Hadopi : Oui au filtrage

par Astrid GIRARDEAU
publié le 2 avril 2009 à 20h43
(mis à jour le 2 avril 2009 à 21h10)

«Vous êtes en train de faire quelque chose de très grave !» , a presque supplié le député Jean Dionis du Séjour (Nouveau Centre) s'adressant à Christine Albanel, ministre de la Culture, lors de l'examen du projet de loi Création et Internet. Le débat concernait le filtrage. Plus précisément le fait de permettre à un juge d'imposer le filtrage aux fournisseurs d'accès Internet (FAI). C'est ce qui vient d'être adopté par les députés, en votant en faveur de l'article 5, et en rejetant tous ses sous-amendements.

Cet article 5 stipule que : «en présence d'une atteinte à un droit d'auteur ou à un droit voisin occasionnée par le contenu d'un service de communication au public en ligne, le tribunal de grande instance peut ordonner toutes mesures propres à prévenir ou à faire cesser une telle atteinte à un droit d'auteur ou un droit voisin, à l'encontre de toute personne susceptible de contribuer à y remédier. » Les sous-amendements , déposés par des députés de tout bord, rejetaient deux points.

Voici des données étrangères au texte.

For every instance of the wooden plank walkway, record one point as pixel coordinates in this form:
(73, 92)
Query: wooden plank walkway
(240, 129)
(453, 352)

Le premier est le fait que l'expression «toutes mesures» reste très large, et permette à un juge d'obliger à un FAI de mettre en place une mesure de filtrage. Aussi, les sous-amendements 163 et 298 demandaient que soit simplement ajouté l'adjectif «proportionnées» . Le député Patrick Bloche (PS) ont rappelé que, dans les accords de l'Elysée, il n'était pas question d'ordonner des mesures de filtrage. Et qu'une telle mesure serait « une atteinte à la neutralité du net et aux libertés» . Après avoir rappelé qu'une telle mesure est incompatible avec le droit européen, Lionel Tardy (UMP) a déploré le fait qu' «on pourra avoir des choix contradictoires d'un juge à l'autre» . Il a également souligné le fait que la BSA Europe (qui représente Microsoft Apple, etc.) s'est dit opposé à l'article 5.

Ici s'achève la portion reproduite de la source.